Author: Jale Richard | Published: Thursday, April 23, 2020

President Kiir and his deputies after the swearing in ceremony at the State House on 22 February 20202 | Credit | Ministry ICT & Postal Services

The peace monitoring body has expressed regret for ‘persistent delays’ in the reconstitution of the national parliament, calling on the peace parties to quickly submit their nominees for members of parliament to complete the formation of the unity government.

 

“It is regrettable that delays have persisted in the reconstitution of the national parliament yet the peace deal requires it runs concurrently with the rest of the institutions,” the Reconstituted Joint Monitoring and Evaluation Commission (RJMEC) said in a report submitted to the regional body IGAD.

The incumbent government and opposition groups formed a partial government-consisting of the presidency in February and the cabinet in March, but national parliament and state governments remain to be reconstituted.

According to the peace monitor, the formation of all the remaining institutions of the unity government has stalled due to disagreement by the peace parties to allocate states among themselves.

“Failure by the Parties to provide to the National Constitutional Amendment Committee (NCAC ) their nominees to the TNLA has led to an unnecessary delay in the reconstitution of the legislature,” R-JMEC said in its quarterly report for March.

“The Parties should, therefore, act quickly to provide their nominees to the NCAC and make the necessary concessions on the positions at the State and Local Government levels, to enable the formation of the TNL and the remaining structures of the RTGoNU.”

The peace monitor also states that despite the formation of the Presidency and the Cabinet, some reports of violations are a concern to the smooth implementation of the peace agreement.

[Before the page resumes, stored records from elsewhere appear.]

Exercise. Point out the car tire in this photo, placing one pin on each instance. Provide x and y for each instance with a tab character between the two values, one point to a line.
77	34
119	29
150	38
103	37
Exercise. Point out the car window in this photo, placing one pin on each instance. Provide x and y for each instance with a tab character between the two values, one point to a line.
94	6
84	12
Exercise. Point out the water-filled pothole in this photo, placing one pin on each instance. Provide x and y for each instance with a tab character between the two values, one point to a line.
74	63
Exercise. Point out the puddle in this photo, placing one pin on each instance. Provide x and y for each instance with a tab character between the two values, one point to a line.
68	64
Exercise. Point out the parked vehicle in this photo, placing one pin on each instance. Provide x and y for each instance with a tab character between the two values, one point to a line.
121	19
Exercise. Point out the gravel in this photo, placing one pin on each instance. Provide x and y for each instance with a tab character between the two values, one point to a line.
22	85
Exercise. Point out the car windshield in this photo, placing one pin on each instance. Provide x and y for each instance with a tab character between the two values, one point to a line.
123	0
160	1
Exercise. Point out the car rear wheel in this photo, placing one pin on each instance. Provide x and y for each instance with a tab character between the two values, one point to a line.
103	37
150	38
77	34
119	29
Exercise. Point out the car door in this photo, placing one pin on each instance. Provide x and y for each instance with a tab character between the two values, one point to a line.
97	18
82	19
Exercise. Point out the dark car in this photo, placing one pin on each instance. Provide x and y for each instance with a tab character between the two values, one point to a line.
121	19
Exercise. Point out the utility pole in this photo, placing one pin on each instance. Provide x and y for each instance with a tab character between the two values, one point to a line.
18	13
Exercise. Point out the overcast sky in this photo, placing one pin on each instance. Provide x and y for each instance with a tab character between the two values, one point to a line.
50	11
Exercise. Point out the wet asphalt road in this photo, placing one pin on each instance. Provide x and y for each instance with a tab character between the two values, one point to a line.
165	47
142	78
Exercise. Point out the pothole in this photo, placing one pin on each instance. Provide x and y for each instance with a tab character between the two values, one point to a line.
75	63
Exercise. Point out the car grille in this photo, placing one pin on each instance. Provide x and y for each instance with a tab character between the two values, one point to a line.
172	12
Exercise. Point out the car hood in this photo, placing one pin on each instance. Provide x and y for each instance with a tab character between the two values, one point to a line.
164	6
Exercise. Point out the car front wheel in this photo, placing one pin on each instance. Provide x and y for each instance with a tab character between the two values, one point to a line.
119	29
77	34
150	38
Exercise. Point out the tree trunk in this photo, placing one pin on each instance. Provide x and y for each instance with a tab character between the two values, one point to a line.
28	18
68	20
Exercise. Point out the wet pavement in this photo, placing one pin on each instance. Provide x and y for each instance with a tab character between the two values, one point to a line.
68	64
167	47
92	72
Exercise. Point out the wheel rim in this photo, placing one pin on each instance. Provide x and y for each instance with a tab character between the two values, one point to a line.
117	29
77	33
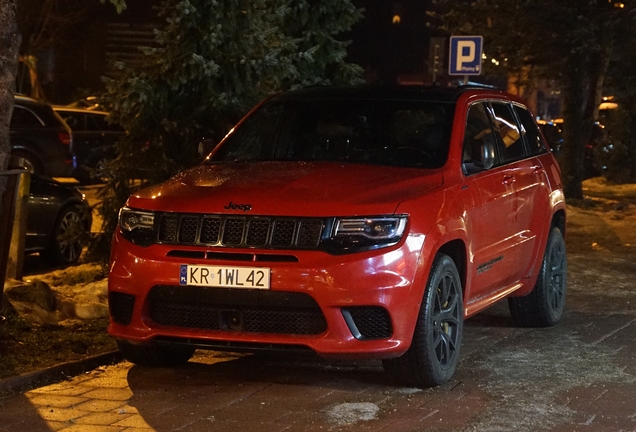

The violations include changes in the Constitutional Amendment Act No. 6 2020, and ambassadorial and the appointment of the Undersecretary in the Ministry of Petroleum.

It urges that the procedures outlined in the R-ARCSS be closely adhered to in the making of political appointments.

The peace monitor further says the Parties’ nominations were inconsistent with the 35% mandatory provision for women’s appointments to the Council of Ministers.

It urges the peace parties to refrain from accepting into their ranks soldiers who are defecting and changing alliances, saying “this can only undermine implementation of the permanent security arrangements and the momentum of trust and confidence-building.